La vita e il martirio di Alessio Hwang “vanno letti con gli occhi della fede”
Seoul (AsiaNews) - La vita di Alessio Hwang Sa-yeong "dovrebbe essere letta alla luce della sua fede e del suo martirio da un punto di vista spirituale, in modo da interpretare con spirito corretto anche le scelte che ha compiuto". Lo ha detto mons. Igino Kim Hee-joong, arvicescovo di Gwangju, durante un simposio organizzato dalla Conferenza episcopale coreana per presentare la testimonianza di fede di questo martire.
Alessio Hwang è infatti inserito nel gruppo dei 123 compagni di Paolo Yun Ji-chung, vittime della persecuzione Byeongin (tra la prima e la seconda metà dell'800) e proclamati "servi di Dio" da Papa Giovanni Paolo II nel 2003. La Chiesa cattolica coreana è in attesa della loro beatificazione, e il vescovo di Daejeon mons. Lazzaro You Heung-sik ha invitato Papa Francesco in Corea per l'occasione.
La vita di questi martiri è di grande esempio per la Chiesa locale, dinamica e in espansione. Il caso di Alessio Hwang è particolare, dato che per molto tempo è stato considerato un "traditore" dai nazionalisti coreani per la sua "Lettera di seta", un messaggio inviato al vescovo di Pechino nel 1801 per chiedere "l'aiuto dell'Occidente" contro la persecuzione del governo locale. AsiaNews ha già presentato la vita di alcuni di questi martiri e continua a proporre la loro testimonianza.
Alessio Hwang Sa-yong nasce nel 1775 in una famiglia nobile nei pressi dell'attuale Seoul. Membro dell'elite nazionale, ammesso alla Corte reale dell'allora Chosun, inizia a conoscere il cattolicesimo grazie all'opera di p. Zhou Wenmo, sacerdote di nazionalità cinese entrato in maniera illegale in Corea nel dicembre del 1794. Dopo un catechismo di circa due anni - reso molto complicato dalle restrizioni sociali - il giovane si converte e diventa cristiano.
La monarchia coreana era infatti feroce nel perseguire i "culti malvagi dell'Occidente" e aveva messo in piedi un sistema di sorveglianza per impedire ai missionari stranieri di raggiungere il Paese. Passando dal confine cinese e in qualche modo protetto dai propri lineamenti, p. Zhou era invece riuscito a evangelizzare circa 400 coreani: molti di questi vennero poi uccisi proprio per non aver voluto rivelare dove si nascondesse il sacerdote.
Dopo la sua conversione, Alessio Hwang è costretto a nascondersi - insieme a molti altri fedeli - nella provincia di Chunchong: piena di cave naturali, l'area diventa una sorta di "catacomba" per i cattolici che fuggono dalle torture della Corte. Proprio nel corso di questa permanenza, il giovane convertito decide di scrivere una lettera all'allora vescovo di Pechino - il francescano portoghese Alexandre de Gouvea - per descrivere la terribile persecuzione religiosa in atto in Corea.

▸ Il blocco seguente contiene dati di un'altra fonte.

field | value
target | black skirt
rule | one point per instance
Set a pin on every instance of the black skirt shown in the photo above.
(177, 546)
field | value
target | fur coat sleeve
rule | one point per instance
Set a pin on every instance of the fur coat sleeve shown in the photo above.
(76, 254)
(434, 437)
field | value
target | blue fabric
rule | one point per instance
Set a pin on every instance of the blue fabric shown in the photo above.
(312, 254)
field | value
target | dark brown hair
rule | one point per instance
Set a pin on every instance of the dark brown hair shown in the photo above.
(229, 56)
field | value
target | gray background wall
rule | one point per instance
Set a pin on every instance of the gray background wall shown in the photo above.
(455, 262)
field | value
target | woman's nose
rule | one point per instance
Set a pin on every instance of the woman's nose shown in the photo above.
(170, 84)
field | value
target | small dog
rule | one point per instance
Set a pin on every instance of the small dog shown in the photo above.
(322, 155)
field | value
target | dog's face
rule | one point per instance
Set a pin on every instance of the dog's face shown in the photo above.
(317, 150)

La lettera - composta da 13.311 ideogrammi - è scritta su un tessuto finissimo di seta. Nel testo, il giovane scrive: "Ci sono due motivi per i quali gli orientali perseguono i Sacri Insegnamenti. Non è perché siano incolti o violenti. Da una parte è in corso una lotta fra fazioni [nella politica di Corte ndt], nella quale il cattolicesimo è usato per attaccarsi a vicenda; dall'altra va considerato che la conoscenza locale è molto ristretta e si riduce al confucianesimo Song. Sono come bambini nati e cresciuti in una stanza, che rimangono attoniti e si spaventano se vedono il mondo e gli stranieri".
Nel testo, Alessio Hwang chiede al vescovo di parlare con il Papa e di intercedere presso il governo cinese affinché - attraverso pressioni politiche - conceda ai cattolici la libertà di religione. In alternativa chiede la creazione di una enclave cattolica nella parte nord della Corea "retta da un principe della dinastia cinese dei Qing". Infine, propone che le nazioni cattoliche mandino un esercito per sconfiggere il regno coreano "e consentire così l'ingresso di sacerdoti e missionari, che possano aprire gli occhi del Paese alla luce di Cristo".
La lettera viene intercettata a causa del tradimento di uno dei messaggeri scelti per portarla a Pechino e consegnata alle autorità. Alessio Hwang morirà decapitato dopo giorni di violente torture senza però rinnegare mai la fede cattolica, e la sua famiglia viene condannata all'esilio su un gruppo di isolette sperdute.